3.15.2012

When Things Come Full-Circle

It's a cheeky example of divine humor, really, that I ended up in working in the camp industry.  When I was a little girl, my parents took time out of their summer and volunteered for week-long chunks at a youth camp a few hours from our home.  They'd take my sister and I along with them, enrolling a very happy Renee in the current session and attempting to enroll me.  What I mean is that I would start my week in a cabin on the hill by drudgingly taking a bottom bunk somewhere in a hut full of other 9-year old inmates, er, campers.

Then I would

MELT

DOWN.

I was that kid.  I'd last maybe a day or two, and only that long because my two teenage counselors had the patience and willpower of a couple of hearing-impaired elementary school bus drivers.  But even they could only hold it together for so long, and after day two of my desperate, home-sick blubbering, they'd escort me down to whatever farmhouse room my folks were inhabiting and I'd resume my week, having not only ruined the first two days of my counselors' session, but now ruining the whole experience for my parents, because at that point they were no longer alone.

And I in my current state, would be the worst kind of company.

My memories of my time as a camp drifter are few and fading, but I haven't lost them altogether yet.  There was this set of metal pipes that was hammered into the ground in an upside-down U shape, and I remember swinging my body around like I was a competitor at the Olympics, showcasing some brilliant, high-scoring (and almost certainly unsafe) moves on the uneven bars.  This was also my first memory of having the wind knocked out of me.

When it happened, I knew I was going to die, which made me so mad, because dead people don't make it to the podium, ever.

Another good memory was our camp pool.  You see, it wasn't actually a pool in the way of your local YMCA, but was rather a concrete mold (in the shape of a pool), filled with water running from a nearby brook.

The brook was also the residence of a moderately-sized family of beavers.  
Or were they moderately-sized beavers?  
Both, probably. 

Our open-swim was held in an opaque brown rectangle that was full of frogs and snakes and salamanders.   We kept a big salt shaker on the lifeguard stand to use in the case that any leaches became stuck to the legs and arms of campers.  There was usually a line to use it.  

You didn't touch the bottom of this pool.  Ever.


Other pages in my mental scrapbook: huge bonfires, camp songs with more verses than 99 Bottles of Beer on the Wall, chicken patty lunch, a plastic tree with gumdrops on it that you won for "cleanest cabin" (along with getting to keep a stuffed owl for a day - this only works with the under-12 crowd, trust me), feeding our leftover meal bits to the pigs down the road, and wandering semi-aimlessly, playing with kittens and making the next space shuttle out of pom-poms and googley-eyes.

So even though I was a nightmare as an actual camper, I still have some pretty good memories when it comes to our weeks away.  Between morning calisthenics and my post-cookout watermelon binge, I was like a free-range chicken, checking in here, exploring over there... running to the sound of the bell when it was time to eat and giving too much attention to the resident animals.

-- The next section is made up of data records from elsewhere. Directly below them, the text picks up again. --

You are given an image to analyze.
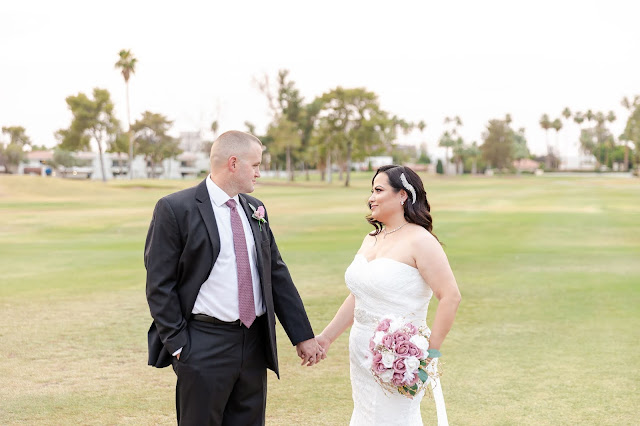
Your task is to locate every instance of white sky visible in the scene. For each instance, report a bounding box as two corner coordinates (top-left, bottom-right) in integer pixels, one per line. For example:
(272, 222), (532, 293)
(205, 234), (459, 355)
(0, 0), (640, 157)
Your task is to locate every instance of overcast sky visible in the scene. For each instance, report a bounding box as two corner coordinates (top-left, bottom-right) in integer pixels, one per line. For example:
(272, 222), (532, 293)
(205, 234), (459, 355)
(0, 0), (640, 157)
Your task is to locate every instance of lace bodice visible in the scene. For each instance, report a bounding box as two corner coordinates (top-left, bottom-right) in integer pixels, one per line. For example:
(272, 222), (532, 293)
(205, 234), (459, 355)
(345, 254), (433, 326)
(345, 254), (440, 426)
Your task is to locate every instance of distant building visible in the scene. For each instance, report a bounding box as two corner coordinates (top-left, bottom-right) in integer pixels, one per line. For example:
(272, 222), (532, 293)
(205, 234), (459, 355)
(512, 158), (540, 173)
(18, 150), (209, 180)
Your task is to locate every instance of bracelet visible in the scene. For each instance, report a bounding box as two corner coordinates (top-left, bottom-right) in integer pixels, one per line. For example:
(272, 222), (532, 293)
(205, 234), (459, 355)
(427, 349), (442, 358)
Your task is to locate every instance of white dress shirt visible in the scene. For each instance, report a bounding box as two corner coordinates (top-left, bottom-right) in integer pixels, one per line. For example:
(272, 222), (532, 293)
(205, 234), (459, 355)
(192, 175), (266, 321)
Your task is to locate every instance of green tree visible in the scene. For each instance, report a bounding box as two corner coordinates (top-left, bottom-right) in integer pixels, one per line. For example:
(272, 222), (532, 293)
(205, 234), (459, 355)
(480, 119), (514, 169)
(0, 143), (25, 173)
(620, 95), (640, 170)
(131, 111), (182, 179)
(115, 49), (138, 179)
(53, 147), (78, 169)
(317, 87), (398, 186)
(107, 129), (131, 174)
(540, 114), (552, 170)
(0, 126), (32, 173)
(56, 88), (120, 182)
(465, 141), (482, 175)
(451, 136), (466, 174)
(267, 116), (302, 182)
(438, 115), (462, 172)
(513, 127), (531, 173)
(2, 126), (31, 147)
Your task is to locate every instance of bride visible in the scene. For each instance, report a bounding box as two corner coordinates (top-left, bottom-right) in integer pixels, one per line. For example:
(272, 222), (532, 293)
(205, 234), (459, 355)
(317, 166), (460, 425)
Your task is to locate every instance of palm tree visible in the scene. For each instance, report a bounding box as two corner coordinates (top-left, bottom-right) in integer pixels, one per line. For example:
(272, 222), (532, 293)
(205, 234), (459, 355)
(438, 131), (455, 174)
(115, 49), (138, 179)
(467, 141), (482, 175)
(620, 95), (640, 172)
(551, 118), (562, 169)
(540, 114), (552, 170)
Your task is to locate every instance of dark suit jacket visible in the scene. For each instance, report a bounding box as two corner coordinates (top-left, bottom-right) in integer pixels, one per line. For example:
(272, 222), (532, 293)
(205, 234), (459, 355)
(144, 177), (314, 374)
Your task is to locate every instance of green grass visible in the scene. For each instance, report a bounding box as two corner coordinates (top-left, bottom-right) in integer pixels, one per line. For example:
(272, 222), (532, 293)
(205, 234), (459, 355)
(0, 174), (640, 425)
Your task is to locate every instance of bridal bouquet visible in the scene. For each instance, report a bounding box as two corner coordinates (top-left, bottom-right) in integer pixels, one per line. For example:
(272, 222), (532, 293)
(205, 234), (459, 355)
(369, 316), (439, 398)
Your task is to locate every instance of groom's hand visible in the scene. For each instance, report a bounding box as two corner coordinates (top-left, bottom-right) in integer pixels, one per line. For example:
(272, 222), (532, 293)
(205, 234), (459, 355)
(296, 338), (327, 367)
(316, 334), (331, 359)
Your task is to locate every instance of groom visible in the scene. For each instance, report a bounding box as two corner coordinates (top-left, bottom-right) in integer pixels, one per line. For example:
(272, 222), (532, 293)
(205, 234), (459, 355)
(144, 131), (325, 425)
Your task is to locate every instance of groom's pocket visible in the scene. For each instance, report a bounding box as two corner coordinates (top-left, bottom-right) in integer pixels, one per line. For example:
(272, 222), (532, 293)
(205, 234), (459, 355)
(260, 241), (271, 277)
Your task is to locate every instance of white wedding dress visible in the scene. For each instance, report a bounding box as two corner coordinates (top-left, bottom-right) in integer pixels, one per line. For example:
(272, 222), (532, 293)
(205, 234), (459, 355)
(345, 254), (448, 426)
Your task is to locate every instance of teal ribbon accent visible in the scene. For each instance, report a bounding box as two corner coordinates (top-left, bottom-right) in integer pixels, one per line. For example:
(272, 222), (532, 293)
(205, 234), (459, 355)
(427, 349), (442, 358)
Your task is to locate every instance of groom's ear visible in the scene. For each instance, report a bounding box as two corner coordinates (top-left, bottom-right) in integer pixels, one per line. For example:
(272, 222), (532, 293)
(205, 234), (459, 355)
(227, 155), (238, 172)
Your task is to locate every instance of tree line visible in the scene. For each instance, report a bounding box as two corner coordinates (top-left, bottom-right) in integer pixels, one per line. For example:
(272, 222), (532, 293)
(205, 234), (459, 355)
(0, 50), (640, 186)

And now when our campers want to play in a vat of Jell-O pudding or paddle across the pond on their mattress, I'll be flashing back to my own childhood and remembering that, like the time I threw some dish detergent in with my juice, natural consequences are the best kind.

I learned mine at camp - why shouldn't they?

1 comment:

  1. M - we should start some sort of a club/support group for current camp employees who once hated camp. We could share homesick horror stories and reminisce on all the things we told our counselors to convince them we would die if we stayed in the cabin.